How to make object created within function usable outside - r

I created a function which produces a matrix as a result, but I can't figure out how to make the output of this function usable outside of the function environment, so that I could for instance save it in csv file.
My code for function is the following:
created function which takes url's from specific site and returns page title:
getTitle <- function(url) {
webpage <- readLines(url)
first.row <- webpage[1]
start <- regexpr("<title>", first.row)
end <- regexpr("</title>", first.row)
title <- substr(first.row,start+7,end-1)
return(title)
}
created function which takes vector of urls and returns n*2 matrix with urls and page titles:
getTitles <- function(pages) {
my.matrix <- matrix(NA, ncol=2, nrow=nrow(pages))
for (i in seq_along(1:nrow(pages))) {
my.matrix[i,1] <- as.character(pages[i,])
my.matrix[i,2] <- getTitle(as.character(pages[i,])) }
return(my.matrix)
print(my.matrix)}
After running this functions on a sample file from here http://goo.gl/D9lLZ which I import with read.csv function and name "mypages" I get the following output:
getTitles(mypages)
[,1] [,2]
[1,] "http://support.google.com/adwords/answer/1704395" "Create your first ad campaign - AdWords Help"
[2,] "http://support.google.com/adwords/answer/1704424" "How costs are calculated in AdWords - AdWords Help"
[3,] "http://support.google.com/adwords/answer/2375470" "Organizing your account for success - AdWords Help"
This is exactly what I need, but I'd love to be able to export this output to csv file or reuse for further manipulations. However, when I try to print(my.matrix), I am getting an error saying "Error: object 'my.matrix' not found"
I feel like it's quite basic gap in my knowledge, but have not been working with R for a while and could not solve that.
Thanks!
Sergey

That's easy: use <<- for assignment to a global.
But then again, global assignment is evil and not functional. Maybe you'd rather return
a list with several results from your function? Looking at your code, it seems that your second function may confuse the return and print. Make sure you return the correct data structure.

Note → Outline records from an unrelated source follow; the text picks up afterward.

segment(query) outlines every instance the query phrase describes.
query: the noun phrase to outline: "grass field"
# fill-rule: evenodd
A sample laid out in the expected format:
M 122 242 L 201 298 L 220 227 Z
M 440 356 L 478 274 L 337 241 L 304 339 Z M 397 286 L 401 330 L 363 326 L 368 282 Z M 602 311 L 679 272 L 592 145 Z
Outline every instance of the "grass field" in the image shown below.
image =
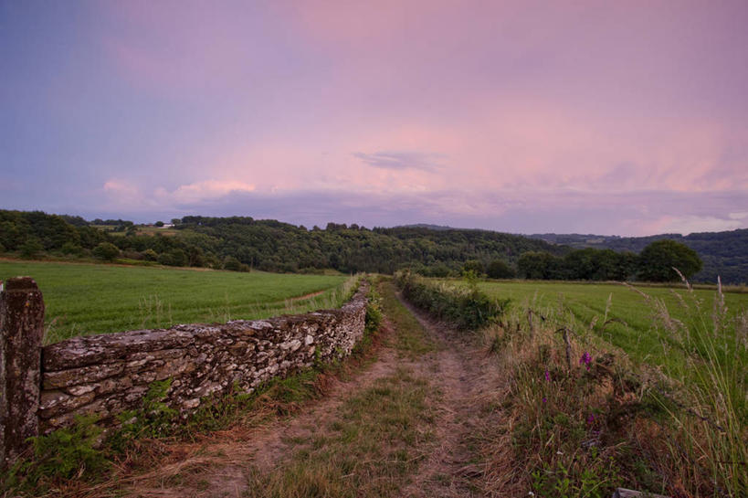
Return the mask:
M 0 280 L 20 275 L 33 277 L 44 294 L 45 344 L 337 307 L 349 281 L 344 276 L 0 260 Z
M 485 281 L 479 283 L 479 288 L 492 297 L 511 299 L 515 309 L 529 306 L 545 314 L 557 314 L 556 312 L 561 311 L 574 323 L 577 330 L 589 328 L 593 320 L 596 320 L 594 330 L 635 359 L 671 367 L 680 366 L 679 356 L 671 355 L 668 344 L 663 344 L 663 341 L 667 342 L 667 334 L 660 334 L 662 331 L 657 329 L 658 321 L 654 320 L 658 314 L 656 307 L 644 296 L 624 285 Z M 690 294 L 683 288 L 637 289 L 652 298 L 662 300 L 670 315 L 680 321 L 692 318 L 697 303 L 704 312 L 700 313 L 702 317 L 711 314 L 717 295 L 716 291 L 706 290 L 694 290 Z M 726 293 L 724 301 L 730 315 L 748 308 L 748 294 Z M 608 323 L 603 330 L 603 323 L 609 319 L 616 322 Z

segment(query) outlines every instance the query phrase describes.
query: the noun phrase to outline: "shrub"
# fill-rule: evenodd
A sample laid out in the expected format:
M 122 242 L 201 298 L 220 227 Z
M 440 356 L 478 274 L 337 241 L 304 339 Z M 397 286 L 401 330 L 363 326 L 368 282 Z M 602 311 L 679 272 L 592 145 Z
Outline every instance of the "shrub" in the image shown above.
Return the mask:
M 467 273 L 469 271 L 474 271 L 476 275 L 482 275 L 483 274 L 483 263 L 479 261 L 478 260 L 469 260 L 465 261 L 465 264 L 462 265 L 462 272 Z
M 18 249 L 21 251 L 22 258 L 30 260 L 44 250 L 44 246 L 41 245 L 41 242 L 36 237 L 29 237 Z
M 153 249 L 145 249 L 142 253 L 142 257 L 147 261 L 157 261 L 158 260 L 158 253 Z
M 498 320 L 509 304 L 508 299 L 491 299 L 476 285 L 449 286 L 416 277 L 408 271 L 397 272 L 395 281 L 406 299 L 461 329 L 475 330 L 488 325 Z
M 650 281 L 678 281 L 680 276 L 674 268 L 690 278 L 703 266 L 695 250 L 669 238 L 657 240 L 644 248 L 638 263 L 639 279 Z

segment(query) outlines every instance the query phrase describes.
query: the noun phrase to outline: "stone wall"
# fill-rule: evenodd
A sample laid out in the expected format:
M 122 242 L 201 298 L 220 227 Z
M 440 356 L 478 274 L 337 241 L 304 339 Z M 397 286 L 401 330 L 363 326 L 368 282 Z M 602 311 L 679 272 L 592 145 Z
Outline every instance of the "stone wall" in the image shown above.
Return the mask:
M 363 334 L 367 290 L 363 285 L 339 310 L 76 337 L 45 346 L 38 430 L 64 427 L 78 414 L 97 414 L 112 425 L 119 413 L 141 407 L 153 381 L 172 379 L 164 402 L 187 414 L 205 397 L 234 385 L 251 392 L 317 360 L 342 358 Z

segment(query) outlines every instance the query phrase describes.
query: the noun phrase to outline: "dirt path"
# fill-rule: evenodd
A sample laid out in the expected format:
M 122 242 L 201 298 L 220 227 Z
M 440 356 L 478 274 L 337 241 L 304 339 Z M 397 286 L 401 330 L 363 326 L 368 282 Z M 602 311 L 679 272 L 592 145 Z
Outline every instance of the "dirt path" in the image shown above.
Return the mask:
M 247 496 L 248 475 L 270 473 L 300 448 L 325 438 L 352 397 L 395 372 L 406 370 L 428 384 L 430 434 L 412 450 L 417 463 L 405 479 L 401 496 L 482 496 L 484 469 L 477 455 L 476 437 L 486 424 L 483 410 L 491 384 L 485 353 L 458 333 L 406 304 L 436 347 L 416 356 L 404 355 L 392 344 L 380 346 L 377 359 L 347 381 L 334 381 L 328 395 L 300 415 L 250 430 L 218 435 L 184 450 L 184 458 L 142 474 L 129 495 L 163 498 Z M 412 320 L 412 319 L 411 319 Z M 394 325 L 389 335 L 393 335 Z M 387 334 L 385 333 L 385 335 Z M 463 335 L 464 337 L 464 335 Z M 307 445 L 307 446 L 305 446 Z M 248 494 L 254 495 L 254 494 Z
M 483 496 L 484 469 L 477 440 L 481 427 L 490 423 L 484 408 L 490 401 L 496 373 L 485 351 L 466 340 L 464 334 L 403 303 L 440 345 L 430 368 L 441 393 L 434 450 L 403 496 Z

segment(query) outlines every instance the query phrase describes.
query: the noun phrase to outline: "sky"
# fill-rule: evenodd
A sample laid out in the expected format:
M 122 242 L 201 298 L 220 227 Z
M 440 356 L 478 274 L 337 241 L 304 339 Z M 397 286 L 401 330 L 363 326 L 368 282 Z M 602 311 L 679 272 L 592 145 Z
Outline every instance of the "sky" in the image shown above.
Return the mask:
M 748 228 L 748 2 L 0 0 L 0 208 Z

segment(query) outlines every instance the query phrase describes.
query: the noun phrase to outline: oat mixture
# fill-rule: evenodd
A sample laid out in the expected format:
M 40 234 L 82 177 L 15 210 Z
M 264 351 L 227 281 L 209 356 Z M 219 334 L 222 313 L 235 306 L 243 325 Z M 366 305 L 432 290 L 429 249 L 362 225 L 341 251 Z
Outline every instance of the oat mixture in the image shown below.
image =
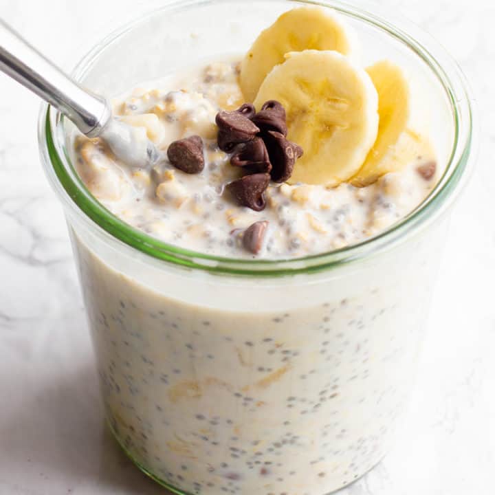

A little about functional programming. First of all, when you define your function:
getTitles <- function(pages) {
[...]
return(my.matrix)
print(my.matrix)
}
know that when the function is called it will never reach the print statement. Instead, it will exit right before, with return. So you can remove that print statement, it is useless.
Now the more important stuff. Inside your function, you define and return my.matrix. The object only exists within the scope of the function: as the function exits, what is returned is an unnamed object (and my.matrix is lost.)
In your session, when you call
getTitles(mypages)
the result is printed because you did not assign it. Instead, you should do:
out.matrix <- getTitles(mypages)
Now the result won't be printed but you can definitely do so by typing print(out.matrix) or just out.matrix on a single line. And because you have stored the result in an object, you can now reuse it for further manipulations.
If it help you grasp the concept, this is all the same as calling the c() function from the command line:
c(1, 5, 2) # will return and print a vector
x <- c(1, 5, 2) # will return and assign a vector (not printed.)
Bonus: Really, I don't think you need to define getTitles, but you can use one of the *apply functions. I would try this:
url <- as.character(mypages)
title <- sapply(url, getTitle)
report <- data.frame(url, title)
write.csv(report, file = "report.csv", row.names = FALSE)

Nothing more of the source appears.